Hey!
I have an unusual use case and wanted to get some advices from you.
I’m working on a PoC to use Badger to serve static/immutable data, basically, I have batch jobs that run a few times everyday that produces millions of key-value pairs and I’m looking for a fast and cost effective way to make this data available for other applications.
A few more details:
- the biggest of these jobs produces 19 million rows, gzipped the total file size is around 1GB. However, writing to a Badger database this becomes around 6 GB (value is a simple struct serialised using gob).
- I’ll have several jobs (tens) that runs a few times a day each producing a few millions of rows and I intend to save the output of each of as its own Badger database (write to a database, create a backup of it and publish it somewhere else). After one job finishes, I can discard the old version of it and serve the new one, so after creation, data will never be modified.
So my “serving” application will deal with tens of “read-only” Bagder databases with several GB and millions of entries each.
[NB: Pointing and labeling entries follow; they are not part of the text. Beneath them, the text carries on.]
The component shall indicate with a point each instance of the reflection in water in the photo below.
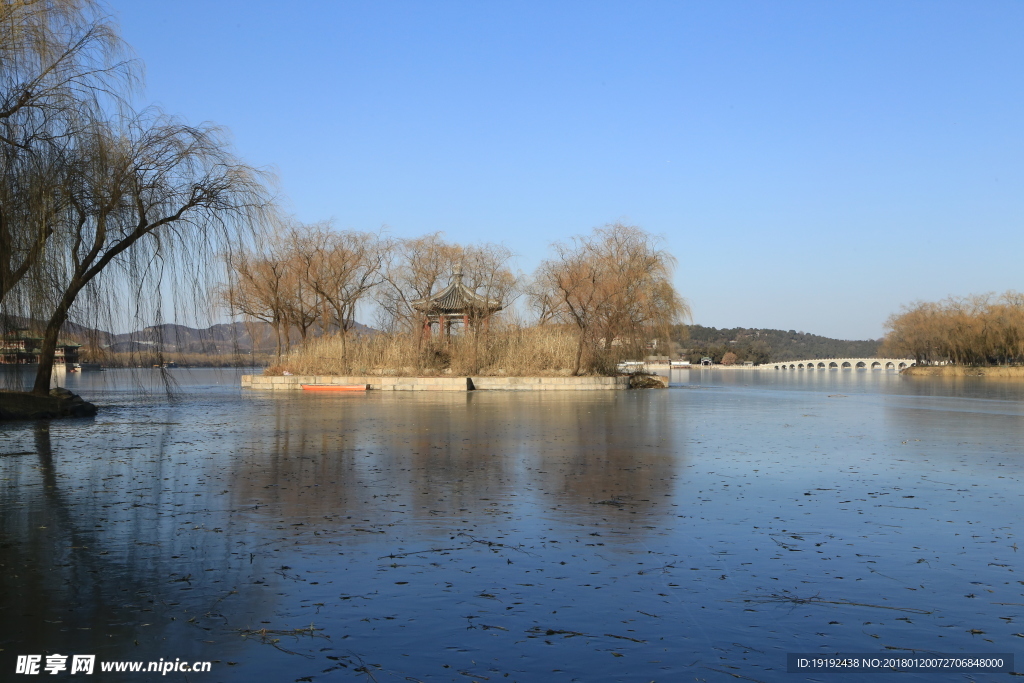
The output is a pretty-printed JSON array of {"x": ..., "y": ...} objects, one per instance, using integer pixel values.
[{"x": 621, "y": 536}]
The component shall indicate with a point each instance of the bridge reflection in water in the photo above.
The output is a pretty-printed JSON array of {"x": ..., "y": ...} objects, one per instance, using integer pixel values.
[{"x": 843, "y": 364}]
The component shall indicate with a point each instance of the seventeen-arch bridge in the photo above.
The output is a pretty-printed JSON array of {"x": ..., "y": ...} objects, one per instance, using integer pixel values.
[{"x": 843, "y": 364}]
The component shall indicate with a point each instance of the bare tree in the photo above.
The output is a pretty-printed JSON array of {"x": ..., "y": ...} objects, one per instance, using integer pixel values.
[
  {"x": 613, "y": 286},
  {"x": 61, "y": 66},
  {"x": 151, "y": 197}
]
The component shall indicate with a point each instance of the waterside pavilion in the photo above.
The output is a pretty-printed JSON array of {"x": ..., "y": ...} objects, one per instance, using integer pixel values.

I have a goal to make this cost-effective, so the required server RAM should be (way) smaller than the sum of all Badger databases (so I’m accepting hitting disk for my reads).
With this long use case and description in mind, I would really appreciate advices in the following points:
- Since the database will never be modified after creation, is there any way to compact LSM tree even more before creating the Backup?
- Are there any knobs in Badger to optimize it for reading performance and minimize memory consumption?
I would also really appreciate other advices regarding this use case.
Thank you so much for your help. =)